I am Dijah highschool student and teenager, I wake up everyday to go to school just like any of you. The school where I go is kind of special only for geniuses who are ambitious and one day they can make it big.
As a teenager I always had a dream where I could fall in love, lay down in green grasses with my loved one and go for ice creamies without thinking about anything else. I was not looking for platonic, playful or puppy love I was looking for the real thing.
If love is equal and universal why is it the most difficult thing to find?. Early morning go to school for my classes which are always mathematics, computer science and music, but of all subjects I always loved music classes because it's where I could be myself without being shy then I would go straight home.
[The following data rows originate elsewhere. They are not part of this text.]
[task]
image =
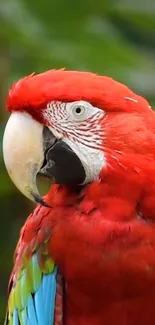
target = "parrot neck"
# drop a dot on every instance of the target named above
(122, 192)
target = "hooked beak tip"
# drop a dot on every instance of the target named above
(39, 199)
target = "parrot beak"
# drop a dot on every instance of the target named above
(31, 149)
(23, 150)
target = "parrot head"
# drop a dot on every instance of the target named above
(72, 126)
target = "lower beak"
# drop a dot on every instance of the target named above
(24, 146)
(30, 148)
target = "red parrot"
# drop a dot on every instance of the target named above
(86, 254)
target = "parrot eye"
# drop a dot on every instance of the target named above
(78, 110)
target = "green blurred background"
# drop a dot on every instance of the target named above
(113, 37)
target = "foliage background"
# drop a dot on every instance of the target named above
(111, 37)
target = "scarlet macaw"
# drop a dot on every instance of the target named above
(86, 254)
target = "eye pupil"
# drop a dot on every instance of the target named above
(78, 110)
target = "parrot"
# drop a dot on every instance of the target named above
(86, 254)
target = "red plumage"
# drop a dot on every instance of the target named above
(103, 238)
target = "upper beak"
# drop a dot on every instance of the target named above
(23, 150)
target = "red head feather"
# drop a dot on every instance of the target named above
(32, 93)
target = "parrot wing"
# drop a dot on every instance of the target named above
(35, 286)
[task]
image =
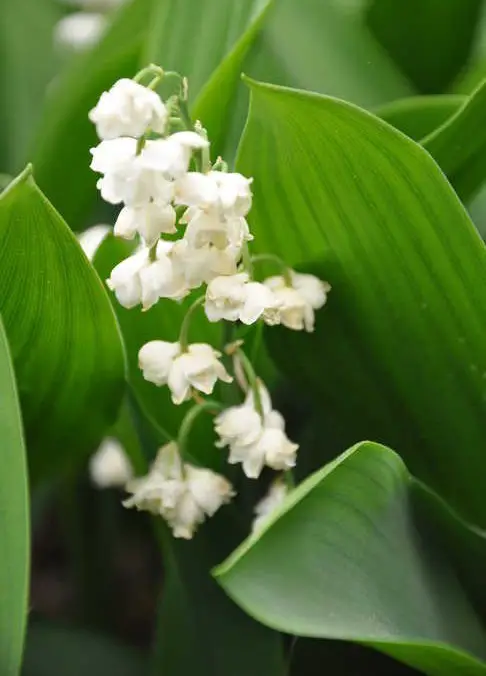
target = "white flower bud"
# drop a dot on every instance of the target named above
(137, 279)
(277, 493)
(128, 109)
(298, 302)
(181, 493)
(109, 466)
(126, 178)
(197, 368)
(125, 279)
(80, 30)
(199, 266)
(228, 194)
(255, 439)
(234, 298)
(171, 156)
(150, 221)
(208, 227)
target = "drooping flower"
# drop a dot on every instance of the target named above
(92, 238)
(179, 492)
(126, 178)
(227, 194)
(80, 30)
(137, 279)
(109, 466)
(209, 228)
(198, 367)
(299, 301)
(128, 109)
(277, 493)
(149, 220)
(235, 297)
(256, 438)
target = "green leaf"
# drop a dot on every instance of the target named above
(14, 519)
(420, 115)
(193, 38)
(63, 334)
(330, 52)
(430, 40)
(459, 145)
(216, 98)
(161, 322)
(367, 570)
(27, 66)
(398, 353)
(200, 629)
(61, 149)
(59, 651)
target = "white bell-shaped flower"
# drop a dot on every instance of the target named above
(238, 426)
(79, 30)
(196, 368)
(299, 301)
(110, 466)
(208, 227)
(125, 280)
(179, 492)
(235, 297)
(128, 109)
(255, 438)
(201, 265)
(228, 194)
(125, 176)
(277, 493)
(138, 279)
(149, 220)
(171, 156)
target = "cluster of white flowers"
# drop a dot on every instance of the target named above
(83, 28)
(156, 164)
(179, 492)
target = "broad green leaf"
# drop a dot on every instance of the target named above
(366, 570)
(398, 353)
(63, 335)
(459, 145)
(430, 40)
(14, 519)
(201, 630)
(27, 67)
(61, 149)
(420, 115)
(330, 52)
(192, 38)
(53, 650)
(216, 98)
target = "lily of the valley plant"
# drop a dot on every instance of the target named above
(189, 213)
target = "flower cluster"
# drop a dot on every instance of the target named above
(189, 217)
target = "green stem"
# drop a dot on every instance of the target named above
(286, 270)
(189, 420)
(186, 323)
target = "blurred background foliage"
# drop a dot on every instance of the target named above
(96, 575)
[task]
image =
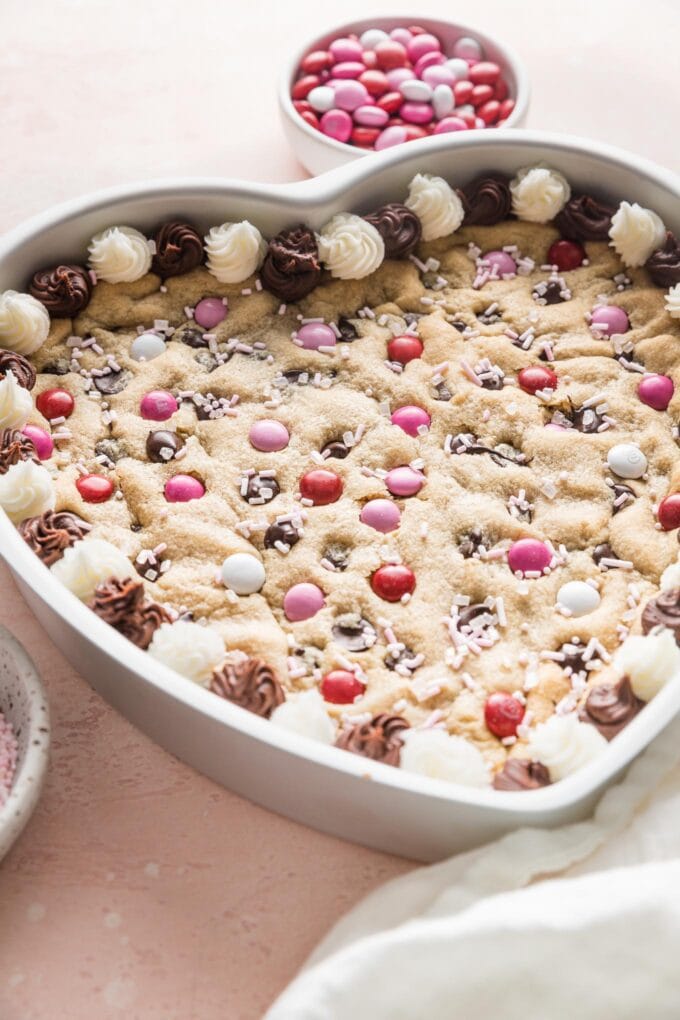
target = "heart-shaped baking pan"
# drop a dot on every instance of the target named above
(325, 787)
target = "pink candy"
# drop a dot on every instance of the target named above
(158, 405)
(303, 601)
(41, 440)
(411, 418)
(655, 391)
(383, 515)
(502, 261)
(528, 554)
(609, 319)
(316, 335)
(209, 312)
(404, 481)
(182, 489)
(269, 436)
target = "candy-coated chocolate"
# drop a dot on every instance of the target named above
(147, 346)
(321, 487)
(158, 405)
(405, 348)
(55, 404)
(303, 601)
(404, 481)
(210, 312)
(656, 391)
(337, 124)
(393, 581)
(95, 488)
(669, 512)
(528, 555)
(566, 254)
(41, 440)
(536, 377)
(382, 515)
(316, 335)
(182, 489)
(269, 436)
(503, 714)
(502, 261)
(410, 418)
(610, 319)
(342, 686)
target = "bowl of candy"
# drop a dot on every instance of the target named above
(24, 738)
(371, 85)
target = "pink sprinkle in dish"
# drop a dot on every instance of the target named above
(8, 751)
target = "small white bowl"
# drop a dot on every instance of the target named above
(318, 152)
(23, 703)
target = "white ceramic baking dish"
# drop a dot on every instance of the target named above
(320, 785)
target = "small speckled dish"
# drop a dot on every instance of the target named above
(23, 703)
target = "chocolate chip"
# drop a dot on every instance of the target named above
(348, 332)
(111, 449)
(191, 337)
(354, 632)
(335, 448)
(259, 490)
(112, 383)
(162, 446)
(284, 532)
(337, 556)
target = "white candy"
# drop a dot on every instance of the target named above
(468, 48)
(371, 38)
(243, 572)
(442, 100)
(578, 598)
(147, 347)
(416, 91)
(627, 461)
(459, 67)
(322, 98)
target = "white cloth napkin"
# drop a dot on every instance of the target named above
(491, 934)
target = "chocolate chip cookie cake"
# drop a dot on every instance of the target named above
(408, 482)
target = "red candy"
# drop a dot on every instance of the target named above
(55, 404)
(393, 581)
(304, 86)
(669, 512)
(390, 54)
(341, 686)
(405, 349)
(536, 377)
(566, 255)
(321, 487)
(503, 714)
(95, 488)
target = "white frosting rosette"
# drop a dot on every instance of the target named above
(563, 744)
(649, 661)
(234, 251)
(439, 755)
(190, 649)
(27, 490)
(673, 302)
(350, 247)
(539, 193)
(635, 233)
(15, 403)
(305, 714)
(119, 255)
(435, 204)
(24, 323)
(87, 564)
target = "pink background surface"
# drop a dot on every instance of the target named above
(141, 889)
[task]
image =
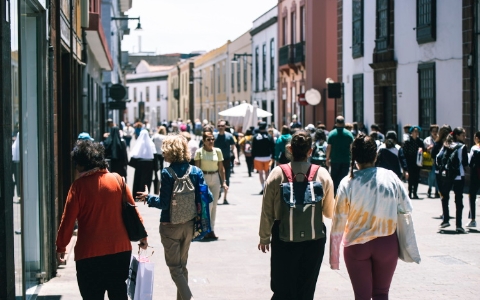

At home am the first child with two sisters and one brother that being the case my parents always made sure that I have to act accordingly for my young siblings to follow, everything I do it was just not me but for the whole family, it started to become exhausting having big responsibility on your shoulder while your aslo a teenager yet you just want to enjoy your self which is not possible.
At home other than going lock myself in my room our parents where not really on good terms fighting all the time so life somehow start to fall apart. Then later one morning our mum left so it was just us and my siblings plus dad.As everything started to revolve around things started getting more complicated as in my father comes from a family where he was born one having step sisters and step brothers, they never liked him because he was smart which made us also being hated.
Among all of them our dad was the most successful and also having smart kids us. So they decided to do everything they can so that they can destroy him as always me also I focusing on my studies to become better so that I can help my dad. What didn't know that the hatred from other family members had started to grow to the extent of hating us kids plus everything we did it was so tormenting and painful experience but that was just the beginning.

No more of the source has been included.